If you remember the Bible story, Lot was a supposedly righteous man who was told to hightail his family out of Sodom and Gomorrah because God was going to destroy this sinful place. The one caveat: No one was to look back. Remember Lot’s wife and the pillar of salt?
Well, stuck in the middle of the story is the fact that two men (actually angels) visit Lot’s house to urge him to leave. The townsmen hear of the visitors and demand Lot hand them over for a little hanky-panky. Being the upstanding man he is, Lot tells them not to go after the men, but they can take his two virgin daughters instead. Great dad, no?
Anyway, I imagined what Lot’s eldest daughter would say twenty-five years after that event, and after she and her sister take revenge on their aging father by bearing him two sons.
Here’s the poem. It will appear in my next collection, A Penchant for Masquerades, coming out early next year.
Twenty-Five Years After Sodom and Gomorrah:
Lot’s Older Daughter Makes Her Case
(This interview has been edited for clarity and length.)
Incest? Call it securing legacy.
When your world is pulverized,
what else would you expect?
Our plan? Two nights plus two daughters
equal two sons to carry our bloodline.
Brothers/sons, sons/grandsons.
How’s that for lineage?
On the ridge in a cave.
Oh, what an ugly thing: a soused old man
with lusty dreams that weren’t dreams.
At first dawn-light, I remember how he glared,
rubbed his grizzled frown, glared again.
Scared? Confused? Aroused?
We hid our laughter in the waking wind.
Guilty? Of what?
What father offers daughters to a mob?
Our rape for his guests’ sodomy?
Call that righteousness? We called it treachery.

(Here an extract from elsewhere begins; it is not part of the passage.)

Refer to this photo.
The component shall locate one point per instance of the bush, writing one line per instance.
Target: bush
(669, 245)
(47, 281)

Anyway, those strangers in our house?
They weren’t men … Angels, of course.
If you’re up on the literature, they arrive
when their god seems like he cares.
Ask our cousin Isaac. An angel called off
his father’s knife, but what god even asks?

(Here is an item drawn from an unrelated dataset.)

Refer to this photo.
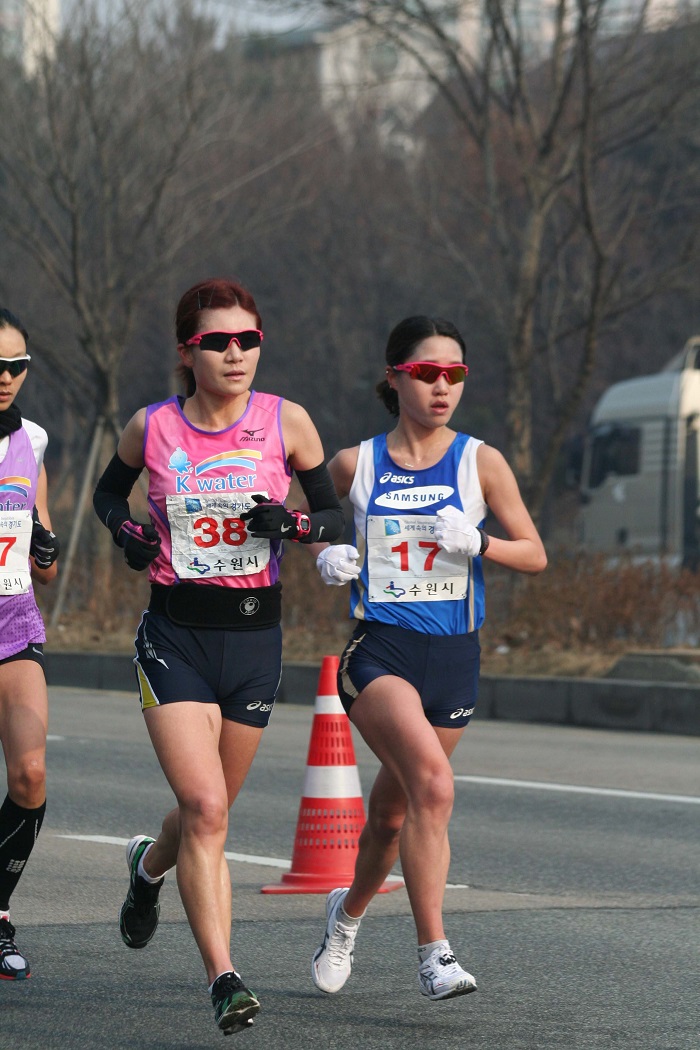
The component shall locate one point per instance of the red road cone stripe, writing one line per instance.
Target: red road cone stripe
(332, 811)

Our mother? Now there’s a tragedy.
Don’t look back. Did she even hear?
When you’re wrenched from home,
senses collapse and there’s no time
for reasoning out a consequence.
A pillar for an over-shoulder glance?
All she did was send a last good-bye
to friends she didn’t criticize.
Where’s the wrong in that?
No. I don’t know if he ever saw himself
in Moab’s eyes or in the way Ammon frowned,
or if he realized what their names meant.
You’re interested? … “from my father”/“son of my kin.”
Want the truth? I don’t think he ever thought to care.
Write this down to set the record straight:
we never walked behind, never looked back.